Bates said:
A team with a player in the press box has left open the choice of using that player again.
I'm pretty sure teams have that option with executives too. If the Leafs went to Nonis right now and said "Just kidding, we do want you to be GM" I'm pretty sure that if he wanted to keep getting paid he'd have to come in to work. I don't know how it might work if, say, the Leafs decided they wanted to employ Nonis in a different capacity(if, say, they wanted to demote him) but I think there's not much practical difference there.
Bates said:
Most NHL teams are barely making money. Someone rescuing them for contracts with both term and money left really should not be also paying compensation. As a side note it will have some really bad optics to NHLPA in next negotiation if teams would rather continue paying fired execs rather than let them walk away. To me it's just silly to expect something in return for someone you felt your team was better off without and have actually fired them. That's not even close to benching or putting on trade block.

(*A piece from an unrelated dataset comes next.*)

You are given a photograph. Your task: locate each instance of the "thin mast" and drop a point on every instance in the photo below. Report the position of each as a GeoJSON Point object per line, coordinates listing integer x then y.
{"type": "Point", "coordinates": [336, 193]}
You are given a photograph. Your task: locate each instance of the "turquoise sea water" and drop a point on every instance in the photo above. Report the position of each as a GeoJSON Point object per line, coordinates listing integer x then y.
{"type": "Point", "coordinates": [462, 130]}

Again, I'm not disagreeing with you from the perspective of what "should be" just that I'd guess that the league knew all of what you say here when they passed it and still wanted to pass it. Again, I'd think of it like you might a contract with a non-compete clause. You're paying someone that money not just so they'll help your team but also so they don't help another team. Being as these NHL teams are, in theory, in direct competition with each other it
does make a certain amount of sense.
My guess is that the market will sort this out. I'd bet that eventually teams will realize that the difference between their #1 and #2 choices aren't worth a high round pick and as a result, will simply move on from executives where compensation is being demanded.